Health IT adoption has revolutionized patient care across the healthcare spectrum, from the exam room and diagnostics to the surgery departments, laboratories, and billing. EHR systems surpass the use of paper charts, but one team of researchers wondered how EHRs facilitate communication skills of resident physicians.
In a study published by the Journal of the American Medical Informatics Association (JAMIA), the researchers looked at how physician-patient communication was fostered by EHR use versus paper charts. The residents participating in the study came from the University of Utah, School of Medicine and were followed for three months in 2012.
Resident physicians examined patients and treated them using either paper charts or EHR systems and video was taken of the interaction. Three trained observers used the Four Habits scale to determine the communication skills of the doctors based on both video and audio recordings.
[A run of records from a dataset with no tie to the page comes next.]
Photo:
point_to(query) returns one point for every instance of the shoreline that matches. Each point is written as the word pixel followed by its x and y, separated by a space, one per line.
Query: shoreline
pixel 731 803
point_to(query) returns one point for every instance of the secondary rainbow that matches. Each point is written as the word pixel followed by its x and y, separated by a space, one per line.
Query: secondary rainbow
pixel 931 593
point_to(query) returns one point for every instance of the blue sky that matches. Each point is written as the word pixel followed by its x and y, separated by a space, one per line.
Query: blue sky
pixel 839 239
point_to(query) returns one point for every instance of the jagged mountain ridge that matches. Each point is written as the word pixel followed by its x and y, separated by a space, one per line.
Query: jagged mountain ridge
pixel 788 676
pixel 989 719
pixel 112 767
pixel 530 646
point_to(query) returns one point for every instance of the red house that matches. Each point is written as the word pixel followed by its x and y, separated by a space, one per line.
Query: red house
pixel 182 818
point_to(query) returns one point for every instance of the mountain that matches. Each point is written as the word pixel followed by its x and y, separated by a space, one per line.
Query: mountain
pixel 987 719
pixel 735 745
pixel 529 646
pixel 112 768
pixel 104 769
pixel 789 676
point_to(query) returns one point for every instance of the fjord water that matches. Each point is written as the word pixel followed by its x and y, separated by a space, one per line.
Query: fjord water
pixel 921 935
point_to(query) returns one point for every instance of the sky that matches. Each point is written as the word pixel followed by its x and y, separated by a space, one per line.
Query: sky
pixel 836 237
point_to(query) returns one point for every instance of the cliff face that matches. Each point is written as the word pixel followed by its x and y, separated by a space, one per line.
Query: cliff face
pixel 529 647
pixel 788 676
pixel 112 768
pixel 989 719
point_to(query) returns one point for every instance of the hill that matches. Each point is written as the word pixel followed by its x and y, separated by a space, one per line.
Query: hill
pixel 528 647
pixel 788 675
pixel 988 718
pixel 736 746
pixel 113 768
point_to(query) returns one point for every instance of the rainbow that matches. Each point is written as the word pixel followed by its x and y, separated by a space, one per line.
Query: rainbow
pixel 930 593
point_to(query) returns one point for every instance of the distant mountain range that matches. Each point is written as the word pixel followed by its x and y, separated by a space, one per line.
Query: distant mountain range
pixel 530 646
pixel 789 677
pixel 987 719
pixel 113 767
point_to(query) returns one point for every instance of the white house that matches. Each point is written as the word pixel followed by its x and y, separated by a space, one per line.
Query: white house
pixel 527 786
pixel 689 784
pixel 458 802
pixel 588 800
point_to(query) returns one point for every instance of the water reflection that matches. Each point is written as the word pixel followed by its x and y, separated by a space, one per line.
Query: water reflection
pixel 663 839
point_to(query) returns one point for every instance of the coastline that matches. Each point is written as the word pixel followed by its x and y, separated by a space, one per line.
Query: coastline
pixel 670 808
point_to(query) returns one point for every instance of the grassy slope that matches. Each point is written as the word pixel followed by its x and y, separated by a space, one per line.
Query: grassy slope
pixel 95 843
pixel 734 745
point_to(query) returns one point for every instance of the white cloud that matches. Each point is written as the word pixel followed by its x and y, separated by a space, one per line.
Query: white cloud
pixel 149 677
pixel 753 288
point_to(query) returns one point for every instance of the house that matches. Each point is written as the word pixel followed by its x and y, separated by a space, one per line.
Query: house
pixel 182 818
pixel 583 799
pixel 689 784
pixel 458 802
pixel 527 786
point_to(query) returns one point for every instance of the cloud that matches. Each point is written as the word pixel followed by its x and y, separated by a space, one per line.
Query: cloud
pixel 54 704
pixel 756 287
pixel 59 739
Some of the habits of physicians were subpar, such as failing to communicate what they were carrying out when typing or writing. Other items were accomplished effectively such as developing a plan for follow up and framing the dialogue toward the patient’s perspective.
The results show that, when physicians used EHR systems, they score statistically better in six out of 23 skilled areas as compared to the paper chart. Most other communication factors are very similar between use of paper-based records or EHR technology. The researchers conclude that using electronic records via a laptop computer instead of paper charts seems to enhance the communication skills of first-year residents when meeting with patients.
Recently, a follow-up by Drs. David Hanauer and Kai Zheng published in JAMIA mentions that there may be other factors influencing physicians in the study to show better communication when utilizing laptop computers to record patient data.
First it is important to establish that EHRs vary drastically from paper records. Health IT systems include e-prescribing and drug alerts, coding for billing requirements, and reminders for immunizations and age-based preventive measures. In EHRs, there are a variety of dropdown menus, text entries, checkboxes, and other documentation functionalities.
The additional data entry tasks of EHR systems as well as a multitude of allergy and drug alerts do pose other challenges for physicians, according to Hanauer and Zheng. Time constraints may actually bring doctors to fill out much of the additional information while a patient is in the exam room, which may limit patient-doctor dialogue in the healthcare setting.
The authors wonder whether the outcomes of the study would be the same if the observers rating the interaction were not given video access. They postulate the observers were affected by the benefits of electronic records and knowledge about the study’s purpose.